Monday 25 February 2013

PSLV-C20 blasts off from Sriharikota.......

The 23rd Polar Satellite Launch Vehicle (PSLV) mission, the PSLV-C20, with the 409 kg Indo-French Joint Venture satellite Saral (Satellite with ARgos and ALtika) along with six auxiliary satellites, has blasted off from Satish Dhawan Space Centre at Sriharikota, Andhra Pradesh at 6.01 pm.

The launch was delayed by five minutes from the actual launch time of 5.56 PM to avoid any debris in the flight path.

President Pranab Mukherjee witnessed the launch of 101th mission of ISRO.

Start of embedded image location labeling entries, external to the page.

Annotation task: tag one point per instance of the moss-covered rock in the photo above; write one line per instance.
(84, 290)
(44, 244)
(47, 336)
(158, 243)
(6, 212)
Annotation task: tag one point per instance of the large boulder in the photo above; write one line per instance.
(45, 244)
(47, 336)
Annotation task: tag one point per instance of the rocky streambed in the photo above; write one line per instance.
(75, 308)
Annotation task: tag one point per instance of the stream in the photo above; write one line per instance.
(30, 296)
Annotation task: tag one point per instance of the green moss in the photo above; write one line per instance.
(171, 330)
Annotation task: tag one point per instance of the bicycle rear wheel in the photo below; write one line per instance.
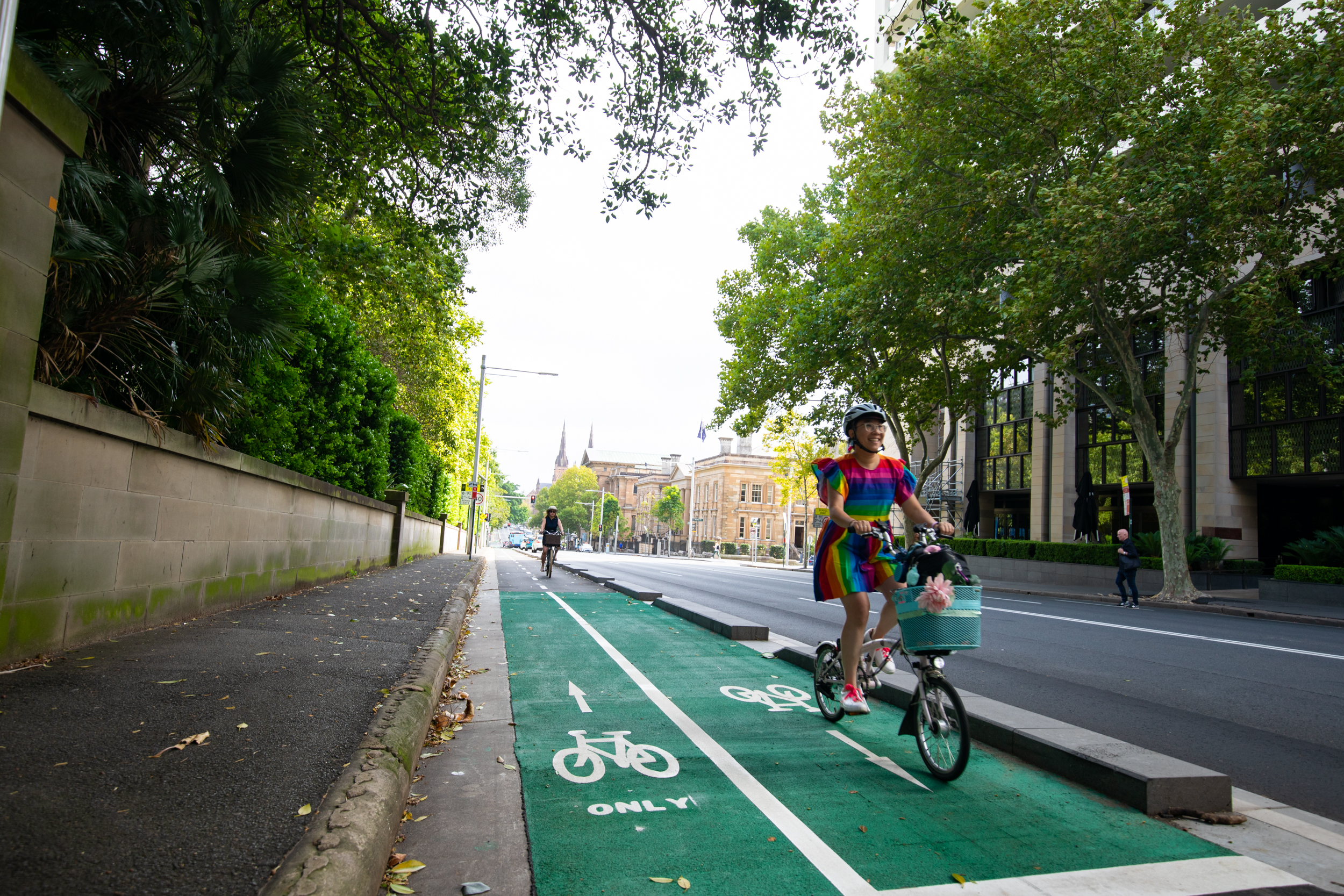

It may be noted that the organisation had plans to launch Saral, in December 2012, which was then postponed to conduct some additional tests to address technical issues for ensuring reliability.

Saral is the first mission under Indian Mini Satellite (IMS) Bus series-2, configured for 400 KG class satellite with miniaturisation techniques.

The Saral mission, a joint venture of ISRO and French space agency Centre National d'Etudes Spatiales (CNES), has two payloads- Payload Interface Module (PIM) containing ALtika and ARgos from CNES and Solid State C Band Transponder (SCBT) from VSSC, ISRO - to study the ocean from space using altimetry system and in promoting maximum use of the ARgos Data Collecting System.  

The six smaller payloads include two from Canada, two from Austria and one each from Denmark and UK.

Sapphire (148 Kg), a satellite built by MacDonald, Dettwiler and Association (MDA), Canada, is a space based optical sensor system aimed at an operationally acceptable space based surveillance to contribute to the US Space Surveillance Network (SSN).

NEOSSat (Near-Earth Object Surveillance Satellite) (74 kg) is built by Microsat Systems Canada Inc (MSCI). The Satellite has a space telescope dedicated for detecting and tracking asteroids and satellites in Geo-stationary orbit.  

NLS 8.1 (UniBRITE) (14 Kg) and NLS 8.2 (BRITE) (14 Kg) are two scientific satellites launched and operated by Austria. UniBRITE is built for the University of Vienna with a mission to photometrically measure low-level oscillations and temperature variations in stars brighter than visual magnitude with unprecedented precision and temporal coverage not achievable through terestrial based methods, BRITE is similar to the UniBRITE spacecraft, with the expectation of the optical flter within the payload, which is used to observe the blue region of the light spectrum.

NLS 8.3 (AAUSAT3) (3Kg) is the third student cubesat from Aalborg University in Denmark, which has device for feasibility study of receiving AIS signals from ships in arctic regions and a Phoenix GPS receiver from DLR, Germany.

The vehicle also carried STRaND-1, the first satellite in the series of Surrey Training, Research and Nanosatellite Development programme, built by SSTL (Surrey Training Technology Ltd), UK, to fly state-of-the art technologies and new developments in low Earth orbit.

This is the ninth mission of ISRO using PSLV Core Alone variant (without solid strap-on motors). There had been 21 continuously successful flights of PSLV, till September 2012, according to ISRO.

The Space Research Organisation has launched its 100th mission on September 9, 2012, launching PSLV-C21 taking a French satellite Spot-6 and a Japanese student satellite Proiteres into space from Sriharikota. The missions include 62 satellites, 37 launch vehicles and one space capsule recovery experiment.